Among her star former pupils are Natalie Miller and Nathan Hartswick, now the reigning couple of Vermont comedy. The married pair has been deeply instrumental in cultivating locavore comedy. Prior to launching the VCC in 2015, they operated Spark Arts, which offered classes in standup and improvisation. Sarah Venuti Yates, formerly of the VCC house long-form improv team the Unmentionables, was key in jumpstarting local improv, according to Miller; she and Hartswick are also members of that team.

The couple also helped expand the Green Mountain Comedy Festival, which Montpelier's Kathleen Kanz — central Vermont's answer to Leavitt — founded in 2009.

Miller says that because so many women have played important roles in the development of local comedy, the door is open for even more to get involved.

"The gender balance in our scene is really remarkable and unusual," she says. "I think it's largely because female comedians here have a lot of strong examples to look up to. When you see someone like you doing comedy, it's encouraging; it becomes a cycle."

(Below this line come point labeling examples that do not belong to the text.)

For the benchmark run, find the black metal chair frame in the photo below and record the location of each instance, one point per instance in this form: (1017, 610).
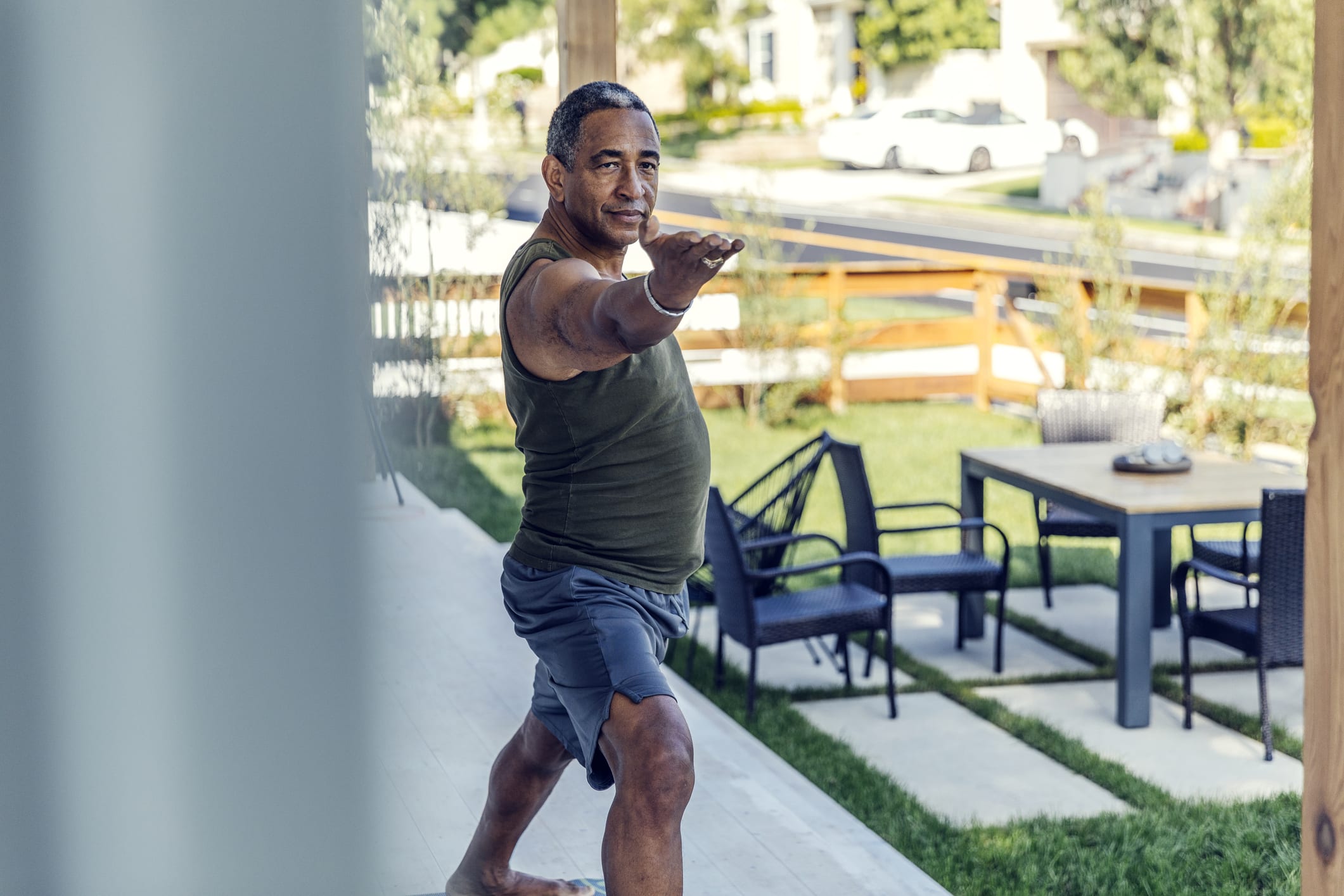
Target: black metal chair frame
(864, 535)
(1276, 637)
(779, 513)
(749, 632)
(1241, 556)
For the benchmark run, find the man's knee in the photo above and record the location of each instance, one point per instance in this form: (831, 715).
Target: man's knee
(648, 747)
(542, 748)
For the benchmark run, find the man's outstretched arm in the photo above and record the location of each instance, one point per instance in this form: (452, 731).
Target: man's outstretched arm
(568, 319)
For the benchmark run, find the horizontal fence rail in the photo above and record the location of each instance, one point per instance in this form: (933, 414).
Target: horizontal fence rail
(991, 351)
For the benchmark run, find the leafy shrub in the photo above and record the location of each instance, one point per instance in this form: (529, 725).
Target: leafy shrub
(1193, 140)
(1270, 133)
(530, 74)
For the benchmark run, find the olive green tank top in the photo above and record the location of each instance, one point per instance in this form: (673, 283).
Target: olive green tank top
(616, 471)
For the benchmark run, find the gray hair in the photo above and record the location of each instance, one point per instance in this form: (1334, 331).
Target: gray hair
(566, 131)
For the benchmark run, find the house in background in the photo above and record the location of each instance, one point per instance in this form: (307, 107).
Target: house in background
(808, 50)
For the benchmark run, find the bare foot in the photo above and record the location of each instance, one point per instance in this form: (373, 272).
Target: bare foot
(513, 884)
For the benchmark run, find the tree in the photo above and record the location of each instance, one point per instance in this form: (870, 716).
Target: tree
(767, 330)
(1229, 57)
(1250, 361)
(425, 167)
(897, 31)
(1096, 326)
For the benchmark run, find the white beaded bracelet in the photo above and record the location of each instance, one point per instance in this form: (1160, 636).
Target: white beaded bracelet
(648, 295)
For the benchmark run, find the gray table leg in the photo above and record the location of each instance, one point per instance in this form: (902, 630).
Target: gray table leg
(973, 504)
(1134, 651)
(1163, 578)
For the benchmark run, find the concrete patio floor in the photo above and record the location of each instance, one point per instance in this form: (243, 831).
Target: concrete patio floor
(1207, 762)
(453, 684)
(956, 764)
(1087, 613)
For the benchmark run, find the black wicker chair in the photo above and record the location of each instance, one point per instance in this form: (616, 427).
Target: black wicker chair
(1236, 555)
(757, 621)
(1272, 630)
(769, 507)
(1070, 416)
(960, 573)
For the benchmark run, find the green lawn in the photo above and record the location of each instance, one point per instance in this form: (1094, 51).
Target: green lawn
(1022, 187)
(1164, 845)
(1140, 223)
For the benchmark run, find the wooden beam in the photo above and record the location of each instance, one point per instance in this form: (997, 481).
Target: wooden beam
(1323, 624)
(987, 326)
(586, 42)
(835, 338)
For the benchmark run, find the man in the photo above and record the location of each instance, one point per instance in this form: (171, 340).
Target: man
(615, 485)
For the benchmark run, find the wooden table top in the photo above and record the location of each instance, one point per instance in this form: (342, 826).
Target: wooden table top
(1214, 483)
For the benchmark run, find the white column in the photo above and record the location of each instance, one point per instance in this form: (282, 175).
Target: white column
(183, 249)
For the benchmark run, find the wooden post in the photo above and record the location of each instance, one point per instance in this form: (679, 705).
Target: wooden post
(1323, 624)
(838, 399)
(987, 324)
(586, 42)
(1196, 317)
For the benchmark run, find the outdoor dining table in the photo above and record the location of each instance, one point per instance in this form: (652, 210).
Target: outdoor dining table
(1142, 507)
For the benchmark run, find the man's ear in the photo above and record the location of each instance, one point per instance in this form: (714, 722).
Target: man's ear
(553, 172)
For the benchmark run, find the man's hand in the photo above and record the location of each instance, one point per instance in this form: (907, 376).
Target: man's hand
(683, 262)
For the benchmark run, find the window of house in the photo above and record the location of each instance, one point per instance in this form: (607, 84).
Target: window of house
(761, 54)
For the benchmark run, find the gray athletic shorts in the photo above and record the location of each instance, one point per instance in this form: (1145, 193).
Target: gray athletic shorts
(593, 637)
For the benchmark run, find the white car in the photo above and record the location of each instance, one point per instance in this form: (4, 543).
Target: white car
(940, 140)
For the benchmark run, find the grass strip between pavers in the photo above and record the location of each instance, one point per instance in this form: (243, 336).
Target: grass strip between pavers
(1165, 680)
(1163, 847)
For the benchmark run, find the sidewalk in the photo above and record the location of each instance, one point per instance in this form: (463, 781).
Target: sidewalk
(912, 196)
(453, 684)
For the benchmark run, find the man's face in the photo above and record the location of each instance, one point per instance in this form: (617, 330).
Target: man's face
(615, 182)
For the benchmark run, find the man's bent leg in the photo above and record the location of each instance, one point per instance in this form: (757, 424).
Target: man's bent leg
(523, 776)
(648, 747)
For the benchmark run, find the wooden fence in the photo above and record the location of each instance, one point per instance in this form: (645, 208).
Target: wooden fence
(471, 324)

That impact is true for a range of comedic disciplines in Vermont, from standup to improv to sketch. For yet another example, Angie Albeck and Marianne DiMascio founded the area's preeminent sketch team, Stealing From Work. Four of the group's five core members are female.

"The scene that has been created here is so welcoming to comedians of all perspectives," says Burlington comedian Annie Russell. "When you're on a comedy lineup in Vermont, you're with a diverse group of people. And that's so important and not the case everywhere."

click to enlarge Hillary Boone (left) and Nichole Magoon - MATTHEW THORSEN
  • Matthew Thorsen
  • Hillary Boone (left) and Nichole Magoon

Russell's sentiment is widely shared here. However, just because women are well represented doesn't mean they're free from the issues that have historically plagued females in the entertainment industry: sexism, harassment and unbalanced booking practices, to name a few.

"There is a lot of sexism from male comedians, on stage and off," says Miller. She's speaking broadly, but adds that sexism in Vermont comedy, if not necessarily rampant, certainly exists. She also identifies a consistent culprit: "Basically, it's always a white guy."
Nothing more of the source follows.